The U.S. Food and Drug Administration said on Tuesday it had formed a task force to look for ways to make its decisions regarding medicine and public health matters more transparent.
"While the agency cannot disclose all types of information, I believe the agency can do a better job of providing useful information to the public in a timely manner," FDA Commissioner Margaret Hamburg told reporters.
The FDA has been described as a "black box" because of its lack of transparency.
"The agency can and should communicate with the public in a way that provides more clarity about agency activity and processes - not less," Hamburg said.
She said increasing transparency and helping the public understand the reasoning behind FDA decisions was "very important to our credibility."
The task force will be chaired by FDA Principal Deputy Commissioner Joshua Sharfstein and is scheduled to deliver recommendations to Hamburg within six months.

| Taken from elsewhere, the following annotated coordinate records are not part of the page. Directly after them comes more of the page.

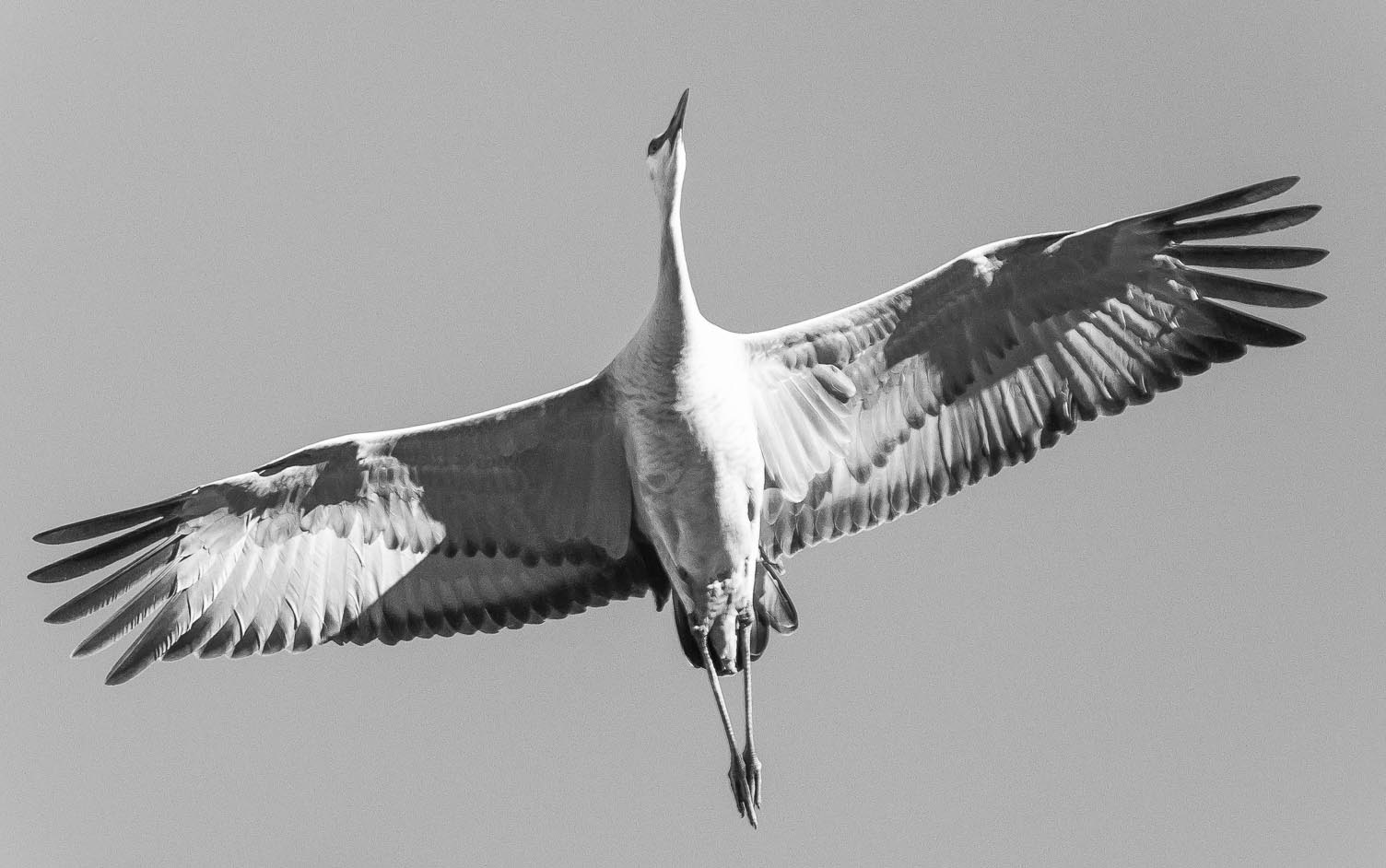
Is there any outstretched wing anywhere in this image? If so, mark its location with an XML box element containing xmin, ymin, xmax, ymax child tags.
<box><xmin>29</xmin><ymin>377</ymin><xmax>668</xmax><ymax>684</ymax></box>
<box><xmin>746</xmin><ymin>178</ymin><xmax>1326</xmax><ymax>556</ymax></box>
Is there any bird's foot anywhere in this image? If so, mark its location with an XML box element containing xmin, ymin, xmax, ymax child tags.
<box><xmin>726</xmin><ymin>753</ymin><xmax>761</xmax><ymax>829</ymax></box>
<box><xmin>742</xmin><ymin>747</ymin><xmax>762</xmax><ymax>803</ymax></box>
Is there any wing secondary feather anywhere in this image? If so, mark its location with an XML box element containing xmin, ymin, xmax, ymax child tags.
<box><xmin>30</xmin><ymin>377</ymin><xmax>666</xmax><ymax>684</ymax></box>
<box><xmin>746</xmin><ymin>178</ymin><xmax>1326</xmax><ymax>557</ymax></box>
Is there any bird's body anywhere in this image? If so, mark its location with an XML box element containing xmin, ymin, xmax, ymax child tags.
<box><xmin>30</xmin><ymin>91</ymin><xmax>1325</xmax><ymax>824</ymax></box>
<box><xmin>605</xmin><ymin>322</ymin><xmax>765</xmax><ymax>671</ymax></box>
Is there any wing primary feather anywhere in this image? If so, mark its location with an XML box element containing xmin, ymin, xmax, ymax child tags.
<box><xmin>1152</xmin><ymin>175</ymin><xmax>1298</xmax><ymax>222</ymax></box>
<box><xmin>44</xmin><ymin>538</ymin><xmax>179</xmax><ymax>624</ymax></box>
<box><xmin>1180</xmin><ymin>267</ymin><xmax>1326</xmax><ymax>308</ymax></box>
<box><xmin>29</xmin><ymin>519</ymin><xmax>179</xmax><ymax>584</ymax></box>
<box><xmin>33</xmin><ymin>488</ymin><xmax>197</xmax><ymax>545</ymax></box>
<box><xmin>72</xmin><ymin>563</ymin><xmax>178</xmax><ymax>657</ymax></box>
<box><xmin>1164</xmin><ymin>205</ymin><xmax>1322</xmax><ymax>241</ymax></box>
<box><xmin>1167</xmin><ymin>244</ymin><xmax>1328</xmax><ymax>267</ymax></box>
<box><xmin>1197</xmin><ymin>299</ymin><xmax>1304</xmax><ymax>346</ymax></box>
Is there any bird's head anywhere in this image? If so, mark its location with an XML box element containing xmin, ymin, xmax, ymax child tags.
<box><xmin>644</xmin><ymin>90</ymin><xmax>688</xmax><ymax>209</ymax></box>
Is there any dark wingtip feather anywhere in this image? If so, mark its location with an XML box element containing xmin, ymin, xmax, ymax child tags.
<box><xmin>33</xmin><ymin>488</ymin><xmax>197</xmax><ymax>545</ymax></box>
<box><xmin>1166</xmin><ymin>205</ymin><xmax>1323</xmax><ymax>241</ymax></box>
<box><xmin>1180</xmin><ymin>267</ymin><xmax>1326</xmax><ymax>308</ymax></box>
<box><xmin>1197</xmin><ymin>299</ymin><xmax>1304</xmax><ymax>346</ymax></box>
<box><xmin>1156</xmin><ymin>175</ymin><xmax>1298</xmax><ymax>222</ymax></box>
<box><xmin>1169</xmin><ymin>244</ymin><xmax>1328</xmax><ymax>267</ymax></box>
<box><xmin>29</xmin><ymin>519</ymin><xmax>178</xmax><ymax>584</ymax></box>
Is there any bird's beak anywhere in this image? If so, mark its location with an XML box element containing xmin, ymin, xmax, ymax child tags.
<box><xmin>663</xmin><ymin>88</ymin><xmax>688</xmax><ymax>143</ymax></box>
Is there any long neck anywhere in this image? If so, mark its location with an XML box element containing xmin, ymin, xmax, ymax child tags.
<box><xmin>650</xmin><ymin>177</ymin><xmax>701</xmax><ymax>327</ymax></box>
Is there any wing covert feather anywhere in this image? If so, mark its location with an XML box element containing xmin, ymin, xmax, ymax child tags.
<box><xmin>745</xmin><ymin>178</ymin><xmax>1326</xmax><ymax>557</ymax></box>
<box><xmin>30</xmin><ymin>377</ymin><xmax>666</xmax><ymax>684</ymax></box>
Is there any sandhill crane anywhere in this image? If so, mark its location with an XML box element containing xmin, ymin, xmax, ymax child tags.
<box><xmin>30</xmin><ymin>91</ymin><xmax>1326</xmax><ymax>825</ymax></box>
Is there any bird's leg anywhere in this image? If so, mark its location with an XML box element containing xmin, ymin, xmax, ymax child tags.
<box><xmin>736</xmin><ymin>609</ymin><xmax>761</xmax><ymax>807</ymax></box>
<box><xmin>693</xmin><ymin>626</ymin><xmax>757</xmax><ymax>827</ymax></box>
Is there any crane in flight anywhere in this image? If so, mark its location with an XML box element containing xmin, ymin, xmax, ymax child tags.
<box><xmin>29</xmin><ymin>90</ymin><xmax>1326</xmax><ymax>825</ymax></box>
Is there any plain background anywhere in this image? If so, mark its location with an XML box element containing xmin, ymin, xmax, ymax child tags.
<box><xmin>0</xmin><ymin>0</ymin><xmax>1386</xmax><ymax>866</ymax></box>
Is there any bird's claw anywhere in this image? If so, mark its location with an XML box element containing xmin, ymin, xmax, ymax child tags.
<box><xmin>726</xmin><ymin>753</ymin><xmax>761</xmax><ymax>829</ymax></box>
<box><xmin>742</xmin><ymin>747</ymin><xmax>762</xmax><ymax>803</ymax></box>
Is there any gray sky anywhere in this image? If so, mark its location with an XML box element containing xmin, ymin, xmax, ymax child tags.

Physicians and consumer groups have criticized the FDA for withholding data on the grounds that it must protect companies' trade secrets. For example, the FDA typically does not disclose when it rejects a drug or medical device and why.
Critics have said such information is vital to public health.
Investors have complained that the FDA's silence about its progress on drug applications makes it difficult to gauge prospects for approval.
Ken Johnson, a spokesman for the Pharmaceutical Research and Manufacturers of America, said, "Any proposal to disclose information about medicines during the FDA review process should be carefully considered to ensure that the competitive development process remains intact to serve patients and the public health." PhRMA is the industry's main lobbying group.
According to an FDA notice in the Federal Register, the task force will look for ways to make information more readily available to the public "in a manner compatible with the agency's goal of protecting confidential information, as appropriate."
Sharfstein said the task force wants public input regarding disclosure of clinical trial data and information related to product recalls and approvals. A public meeting has been scheduled for June 24 and another will be held in the fall, the FDA said.